The Department for Transport (DfT) has doubled down on its refusal to reveal how much money is in its so-called “Structures Fund” for “fixing” bridges, flyovers and tunnels on English local authority roads.
By way of a recap, all it is saying is that the fund shares £1bn (implicitly up to 2029-30) with local authority road upgrades, another funding stream that is likely to be very heavily oversubscribed.
As I have pointed out, not only does the absence of dedicated funding call into question whether it should be called a fund at all, but the fact that some structures on the local authority network already get upgrade funding when they need “fixing” calls into question whether a discrete fund – as opposed to a statement of priorities – is even necessary.
What we do know is that, unlike other local road upgrades, funding for structures is currently a one-off under the 2025 Spending Review and councils have a limited window this spring to put in bids.
Funding decisions will be announced in Autumn 2026, with all successful schemes required to complete works by March 2030.
The DfT has suggested to me that it may be able to say how much is in the fund when funding decisions are announced, which is in some ways a statement of the obvious, as we could tot up all the individual allocations.
The department has also said that:
A local contribution must be included in the submission. No minimum local contribution to costs has been set, however proposals with a higher contribution will be assessed positively.

This means that the DfT could fit its contribution within a set budget, if it exists, by adjusting local authority contributions.
It has been suggested to me by someone who knows about this sort of thing that the DfT may be keeping the size of the pot under wraps so as neither to give the impression that it is not worth applying or to suggest that it will fund any old scheme.

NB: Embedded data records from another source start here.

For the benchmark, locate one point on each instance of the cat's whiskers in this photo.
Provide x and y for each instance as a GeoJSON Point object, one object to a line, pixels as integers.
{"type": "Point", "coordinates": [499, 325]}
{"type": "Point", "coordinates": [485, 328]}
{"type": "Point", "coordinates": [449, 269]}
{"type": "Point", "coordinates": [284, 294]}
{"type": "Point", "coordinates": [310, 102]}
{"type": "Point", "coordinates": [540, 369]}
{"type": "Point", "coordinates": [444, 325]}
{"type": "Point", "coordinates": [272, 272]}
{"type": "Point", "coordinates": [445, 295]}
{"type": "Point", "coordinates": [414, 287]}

The DfT has said it expects the “fund” to be oversubscribed, which would of course suit it because:
Details of schemes that do not receive a funding award will be retained by the department in support of building the evidence base for investing in local highways structures in the future.
This implicitly means post-2030 under a future spending review.
With the DfT pointing out that…
At the 2025 Spending Review, £24 billion of capital funding between 2026-27 and 2029-30 was allocated to National Highways and local highway authorities (LHAs) to maintain and improve motorways and local roads across the country.
…you have to wonder whether a share of a billion over four years is all that.
Anyway, I have put in a new freedom of information request to the DfT to establish the relative shares of the £1bn.
I’ve also asked the statistics regulator to assess whether the DfT’s claim that…
the Structures Fund is part of a record £1 billion total package to enhance England’s roads
…has any basis in fact. I think the last government promised a lot more money for local road upgrades in the last parliament.